La pega —pero esto no era culpa de nuestro Pop, sino de Mayo del 68— era que no sabíamos dónde exactamente teníamos que mandar nuestra cartita.

—Creo que está en un astillero en Brighton...

—¡Qué va! —rió Vincent—, ¡allí hace demasiado frío! ¡Que el abuelete ya tiene reúma! Está en Valencia con Richard Lodge.

—¿Estás seguro? —pregunté, extrañada—. La última vez que hablé por teléfono con él se iba a Marsella...

—...

—Bueno —zanjó Lola—, pues por ahora me la guardo en el bolso, y el primero que se entere de algo, que me lo diga.

Silencio.

Pero Vincent tocó unos acordes para que no se oyera.

Guardados en un bolso...

Todos esos besos que no se darían nunca. Todos esos corazones encerrados con llaves y talonarios.
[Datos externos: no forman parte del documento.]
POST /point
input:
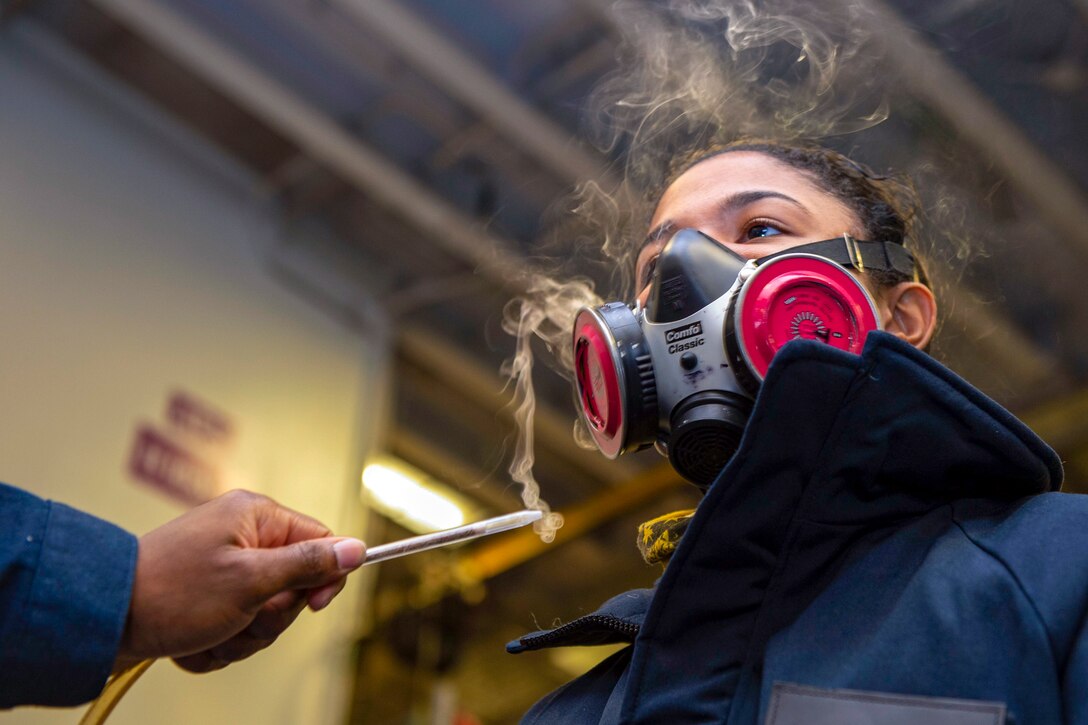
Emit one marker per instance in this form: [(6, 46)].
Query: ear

Bajo los adoquines no había playa ni nada de nada.

¡Menos mal que yo tenía a mi perro! Estaba lleno de pulgas y se lamía concienzudamente los atributos.

—¿Por qué sonríes, Garance? —me preguntó Simon para cambiar de tema y no pensar más en cosas tristes.

—Por nada. Porque tengo mucha suerte, nada más...

Mi hermana volvió a sacar sus lápices de colores, los chicos se dieron un chapuzón y yo me puse a contemplar a mi perrito querido, que iba resucitando conforme le daba trocitos de pan con embutido.

Se comía el embutido y escupía el pan, el muy caradura.

—¿Cómo lo vas a llamar?

—No lo sé.

Fue Lola la que decidió que era hora de irse. No quería llegar tarde porque le entregaban a los niños, y ya la notábamos nerviosa. De hecho, más que nerviosa, estaba inquieta, frágil, con una sonrisa como torcida.

Vincent me devolvió el iPod que me había birlado hacía meses:

—Toma, que anda que no hace siglos que te prometí que te haría este popurrí...

—¡Ay, gracias! ¿Has puesto todo lo que me gusta?

—No. Todo no, claro. Pero ya verás cómo te gusta de todas formas...

Nos despedimos con un beso, lanzándonos un montón de pullitas tontas para abreviar, y luego nos metimos en el coche. Simon cruzó el foso y luego aminoró la marcha. Yo me asomé por la ventanilla para gritar:

—¡Eh, Cara Bonita!

—¿Qué?

—¡Yo también tengo un regalo para ti!

—¿El qué?

—Eva.

—¿Qué pasa con ella?

—Llega pasado mañana en el autobús de Tours.

Corrió hacia nosotros.

—¿Qué? ¿Qué chorradas estás diciendo...?

—No es ninguna chorrada. La hemos llamado antes, mientras te estabas bañando.

—Mentirosas... —Estaba muy pálido—. A ver, para empezar, ¿cómo habéis conseguido su teléfono?

—Hemos mirado en la agenda de tu móvil...

—No es verdad.

—Tienes razón. No es verdad. Pero tú ve a la parada del autobús por si acaso.

Estaba rojo como un tomate.

—Pero ¿qué le habéis dicho?

—Que vivías en un gran castillo, que le habías compuesto un solo, y que tenía que oírlo porque se lo ibas a tocar en una capilla y que sería súper romantichno...

—Súper ¿qué?

—Es serbocroata.

—No os creo.

—Pues peor para ti. Ya se ocupará de ella Nono...

—¿Es verdad, Simon?

—No lo sé, pero conociendo a estas dos arpías, todo es posible...

Vincent había recuperado el color.

—¿Va en serio? ¿Llega pasado mañana?

Simon volvió a arrancar el motor.

—¡En el autobús de las siete menos veinte! —precisó Lola.